By Peter Dewar
Inner west – your bank sure knows how to party. In May, to celebrate their eighth birthday, Seddon Community Bank held a Pitch Night. And if this was any measure of community spirit, your neighbourhood is in good shape.
The premise was simple: local community, sporting, and performing arts groups had three minutes onstage to persuade sponsors to dole out cash for a good cause.
The bank co-opted 21 businesses as sponsors. 19 groups came to pitch, and with nearly $22,000
in the kitty, pitchers walked away with upwards of $500. More than likely, double that – a helluva lot of sausages to sizzle on a cold Saturday arvo.
Walking into the Yarraville Club’s function room at 7pm, you might’ve wondered if this was a buy swap and sell or the Logies. Around the auditorium-sized room, community groups had set up tables and banners. Sponsors could do the circuit, mingle, ask questions. But we’d come to hear pitches, and in turn, the brave took to the podium for their carpe diem three minutes.
A 200-strong audience heard a song in aid of a female-friendly footy club room; watched a black and white Movietone-style video for an oven to bake scones; listened as the final minutes of a basketball game were re-enacted for two Wi-Fi enabled tablets. And in an unscripted moment, the MC was bumped, roller-derby style, in the service of team uniforms.
For the work they do, the needs of community groups are relatively modest. A mobile coffee cart, a mahjong set, swimming pool hire, warehouse and hall rent, broadband fees. $380 will get an anatomical model of a heart to run a health program.
A pitch night is a showcase of volunteer outreach, which goes far beyond addressing disadvantage. These groups record history, tell our stories. They encourage us to play sport, sometimes delivering Olympic medalists. They entertain us, show us who we are. They run weekend festivals. They welcome newcomers. They give individuals an opportunity to shine.
Kevin Harrington was MC and host for the night. He’s a familiar face in Australian-made films and television. “That was once me,” he said, after a theatre group of spirited adolescents left the stage after pitching.
Community Pitch 2017: they performed, sang a song, brought a baby along… all the way to the bank.
Community Pitch is the brainchild of a handful of bank directors. “Thought it up over a few bottles of red wine,” says Andy Moutray-Read, CEO of the local company that owns the Bendigo Bank franchise.

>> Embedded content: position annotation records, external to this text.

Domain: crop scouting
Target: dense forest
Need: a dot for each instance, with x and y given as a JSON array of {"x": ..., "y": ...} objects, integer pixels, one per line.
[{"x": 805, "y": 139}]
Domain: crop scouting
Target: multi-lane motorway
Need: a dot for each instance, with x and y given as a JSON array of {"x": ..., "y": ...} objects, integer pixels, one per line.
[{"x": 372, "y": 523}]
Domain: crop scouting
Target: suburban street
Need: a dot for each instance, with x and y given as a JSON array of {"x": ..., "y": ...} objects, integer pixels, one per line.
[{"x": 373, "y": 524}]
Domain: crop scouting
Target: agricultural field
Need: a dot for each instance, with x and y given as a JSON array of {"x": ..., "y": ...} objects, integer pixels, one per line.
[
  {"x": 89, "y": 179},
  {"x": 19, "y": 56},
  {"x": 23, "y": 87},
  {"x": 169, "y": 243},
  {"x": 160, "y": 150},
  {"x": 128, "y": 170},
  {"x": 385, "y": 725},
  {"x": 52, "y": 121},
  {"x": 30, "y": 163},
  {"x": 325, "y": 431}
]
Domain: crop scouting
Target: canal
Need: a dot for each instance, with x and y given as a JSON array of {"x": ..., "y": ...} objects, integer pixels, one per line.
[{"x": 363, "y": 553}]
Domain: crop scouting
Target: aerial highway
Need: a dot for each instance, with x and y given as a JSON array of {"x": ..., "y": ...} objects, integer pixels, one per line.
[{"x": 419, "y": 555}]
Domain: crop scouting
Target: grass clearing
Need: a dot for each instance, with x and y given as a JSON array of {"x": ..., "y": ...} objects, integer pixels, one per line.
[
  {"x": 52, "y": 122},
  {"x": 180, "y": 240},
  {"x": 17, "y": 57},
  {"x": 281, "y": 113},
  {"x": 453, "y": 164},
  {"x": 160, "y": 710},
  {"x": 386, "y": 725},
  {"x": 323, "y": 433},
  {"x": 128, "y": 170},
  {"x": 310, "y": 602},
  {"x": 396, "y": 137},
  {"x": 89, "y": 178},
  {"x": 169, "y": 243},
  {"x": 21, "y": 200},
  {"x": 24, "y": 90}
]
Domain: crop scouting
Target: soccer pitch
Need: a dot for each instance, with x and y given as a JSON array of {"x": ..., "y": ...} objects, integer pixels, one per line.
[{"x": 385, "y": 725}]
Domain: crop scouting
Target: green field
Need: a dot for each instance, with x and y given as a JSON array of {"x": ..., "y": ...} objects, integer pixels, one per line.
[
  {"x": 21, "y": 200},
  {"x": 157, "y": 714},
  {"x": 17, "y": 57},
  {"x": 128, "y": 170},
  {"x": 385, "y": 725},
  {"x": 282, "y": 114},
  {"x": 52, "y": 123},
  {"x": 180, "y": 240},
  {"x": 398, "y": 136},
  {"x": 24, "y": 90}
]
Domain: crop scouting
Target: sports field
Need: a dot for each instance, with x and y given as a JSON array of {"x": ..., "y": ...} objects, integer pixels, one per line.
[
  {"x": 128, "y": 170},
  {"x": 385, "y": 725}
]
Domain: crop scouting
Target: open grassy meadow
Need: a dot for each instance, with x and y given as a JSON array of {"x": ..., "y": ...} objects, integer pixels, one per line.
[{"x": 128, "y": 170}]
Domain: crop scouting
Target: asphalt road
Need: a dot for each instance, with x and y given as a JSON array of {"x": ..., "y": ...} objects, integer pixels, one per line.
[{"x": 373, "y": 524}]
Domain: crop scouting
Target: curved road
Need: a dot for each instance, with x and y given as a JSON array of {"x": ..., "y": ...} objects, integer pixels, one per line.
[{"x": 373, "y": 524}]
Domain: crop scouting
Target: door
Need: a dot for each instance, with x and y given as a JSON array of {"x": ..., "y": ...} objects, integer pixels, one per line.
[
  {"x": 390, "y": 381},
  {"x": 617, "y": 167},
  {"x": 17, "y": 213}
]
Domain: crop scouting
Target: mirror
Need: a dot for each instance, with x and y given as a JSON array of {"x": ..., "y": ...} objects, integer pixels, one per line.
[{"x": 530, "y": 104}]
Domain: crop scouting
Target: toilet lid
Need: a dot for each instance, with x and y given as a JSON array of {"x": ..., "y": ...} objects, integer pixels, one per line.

The Seddon Community Bank team were easy enough to pick out. For a start, they wore red Bendigo Bank polos. As well, they were beaming. “This makes it all worthwhile,” one says.
And no wonder they’re smiling. Eight years ago, residents decided they wanted a local bank, so they bought one. Together mums and dads, tradies and small business owners formed Inner West Community Enterprises and bought a Bendigo Bank franchise.
Each year, the bank invests $100,000 into the community – a savings program for schools, funds for community groups and sporting clubs. The Pitch Night is merely another way to churn money into the inner west. In total, over the course, they’ve managed to return half a million dollars to the community. On top of that, shareholders, perhaps your neighbour, received a 7 per cent dividend on their investment last year. And tonight they get to play the good guys, and girls.
Pitching over, the room is a bubbling broth of happy faces. “Look,” says a bank director. For a few moments, we gaze at people chatting, shaking hands, discovering ways to help one another till she adds: “Even without the money, they’re more sustainable than they were three hours ago.”